Pazar günü, Büşra filmini seyretmeye gittim. Büşra, yetiştirilme tarzı ile, yaşadığı çağın ve içinde bulunduğu çevrenin arasında -iki arada bir deredekalan bir genç kız. Film, daha ziyade, muhafazakâr çevrelerin sinemalarında oynuyor. "Beyaz Türkler" için, ya İstinye Park, ya da Nişantaşı City's'de gösterim mevcut. Seyrettikten sonra, tutucu çevrelerde tepki doğabileceğini düşündüm. Çünkü film, aşkın, dini değerleri ezip geçebileceği görüşünü yansıtıyordu. Meselâ, koyu bir dindar olan Ferit, rakıyı fondip yapıyor; Büşra, başını açıp, başörtüsünü, akan kanı durdurmak için sevdiğinin bacağına bağlıyor.
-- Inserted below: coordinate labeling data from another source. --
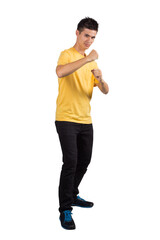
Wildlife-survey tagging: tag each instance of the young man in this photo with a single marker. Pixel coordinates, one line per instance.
(77, 74)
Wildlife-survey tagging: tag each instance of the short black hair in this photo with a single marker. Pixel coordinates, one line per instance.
(89, 23)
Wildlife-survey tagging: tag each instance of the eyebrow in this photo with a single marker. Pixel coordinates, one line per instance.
(87, 35)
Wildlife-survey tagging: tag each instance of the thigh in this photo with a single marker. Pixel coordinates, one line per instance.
(68, 140)
(85, 143)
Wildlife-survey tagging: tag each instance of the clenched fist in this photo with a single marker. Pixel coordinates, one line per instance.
(93, 55)
(97, 73)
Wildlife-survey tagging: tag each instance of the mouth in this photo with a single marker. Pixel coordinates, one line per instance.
(87, 45)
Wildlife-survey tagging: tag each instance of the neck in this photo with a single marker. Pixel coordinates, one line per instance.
(79, 49)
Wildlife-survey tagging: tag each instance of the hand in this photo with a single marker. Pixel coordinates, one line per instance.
(97, 73)
(93, 55)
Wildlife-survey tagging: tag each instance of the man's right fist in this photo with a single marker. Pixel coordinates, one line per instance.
(93, 55)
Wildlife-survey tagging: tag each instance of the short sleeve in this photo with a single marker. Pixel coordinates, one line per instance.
(95, 80)
(63, 58)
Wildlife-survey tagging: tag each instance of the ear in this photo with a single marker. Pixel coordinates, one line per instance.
(77, 33)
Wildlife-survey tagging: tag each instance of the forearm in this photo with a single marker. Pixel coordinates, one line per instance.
(69, 68)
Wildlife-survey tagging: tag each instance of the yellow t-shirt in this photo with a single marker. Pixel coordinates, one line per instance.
(75, 90)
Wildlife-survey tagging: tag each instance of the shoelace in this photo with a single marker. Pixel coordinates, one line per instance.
(67, 215)
(80, 198)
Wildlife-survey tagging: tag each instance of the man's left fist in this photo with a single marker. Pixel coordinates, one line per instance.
(97, 73)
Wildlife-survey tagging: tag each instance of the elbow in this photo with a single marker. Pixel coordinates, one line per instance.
(59, 72)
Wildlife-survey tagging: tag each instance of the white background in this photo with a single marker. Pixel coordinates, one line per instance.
(123, 178)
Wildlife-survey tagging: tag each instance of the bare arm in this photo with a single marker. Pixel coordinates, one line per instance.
(69, 68)
(103, 86)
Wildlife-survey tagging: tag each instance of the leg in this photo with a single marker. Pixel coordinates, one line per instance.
(84, 144)
(68, 141)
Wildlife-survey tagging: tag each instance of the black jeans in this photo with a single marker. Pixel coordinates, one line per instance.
(76, 141)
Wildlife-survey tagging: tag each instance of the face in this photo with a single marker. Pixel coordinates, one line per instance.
(86, 38)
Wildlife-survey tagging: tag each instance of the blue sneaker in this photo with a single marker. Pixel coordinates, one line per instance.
(80, 202)
(66, 220)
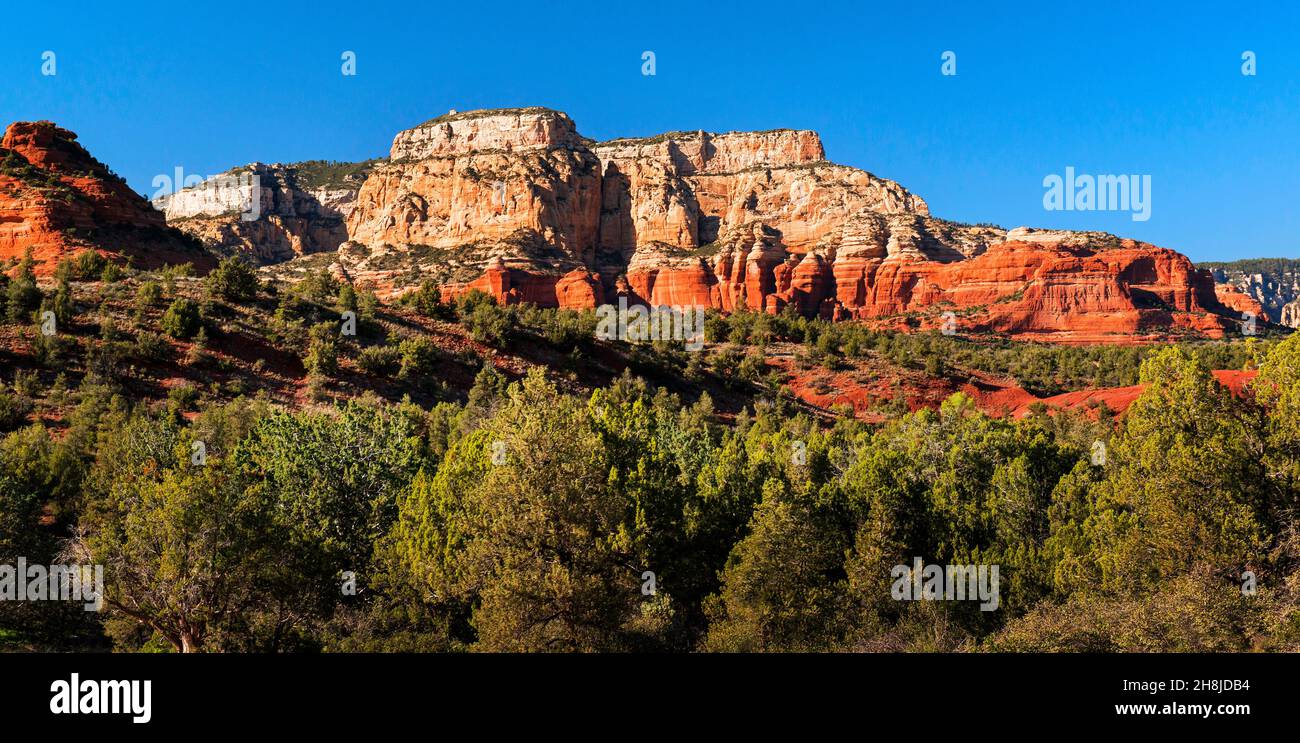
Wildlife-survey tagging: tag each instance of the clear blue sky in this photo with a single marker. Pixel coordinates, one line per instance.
(1104, 87)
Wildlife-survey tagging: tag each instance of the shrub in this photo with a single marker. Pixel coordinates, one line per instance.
(380, 360)
(148, 294)
(182, 318)
(417, 356)
(323, 351)
(233, 281)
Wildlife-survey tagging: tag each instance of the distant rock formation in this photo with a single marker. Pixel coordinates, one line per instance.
(1273, 283)
(302, 208)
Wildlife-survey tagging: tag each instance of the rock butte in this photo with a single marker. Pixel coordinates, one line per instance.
(519, 204)
(57, 200)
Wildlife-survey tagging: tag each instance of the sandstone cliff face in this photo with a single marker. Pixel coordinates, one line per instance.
(498, 178)
(1273, 283)
(300, 208)
(519, 204)
(56, 200)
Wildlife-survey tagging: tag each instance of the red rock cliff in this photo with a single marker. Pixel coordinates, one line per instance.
(56, 200)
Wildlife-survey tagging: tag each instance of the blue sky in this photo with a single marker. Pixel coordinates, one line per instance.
(1101, 87)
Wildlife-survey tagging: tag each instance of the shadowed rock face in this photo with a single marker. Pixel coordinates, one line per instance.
(57, 200)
Bence çok gerçekçi bir anlatım tarzı var. Bazı basmakalıp sözler de sıkıştırılmış araya fakat, gerçek hayatta da, farklı çevrelerin birbirine bakışında derinlikten uzak tahliller yok mu? Meselâ, başı açık bir kız olan arkadaşı, Büşra'ya, gülerek diyor ki: "Sen yobaz! Ben yollu!" Bize benzemeyenin kategorize edilmesine hiç mi şahit olmadık?
Kıyafet balosundaki Hitler'in, Büşra'nın başındaki örtünün sahici olduğunu anlayınca kapıldığı feveran: "...Siz buralara da mı gelecektiniz? İçki içmeyelim mi! Dans etmeyelim mi! Bunu mu istiyorsunuz?"
Bu dışlayıcı cümleleri hiç mi duymadık hayatımızda?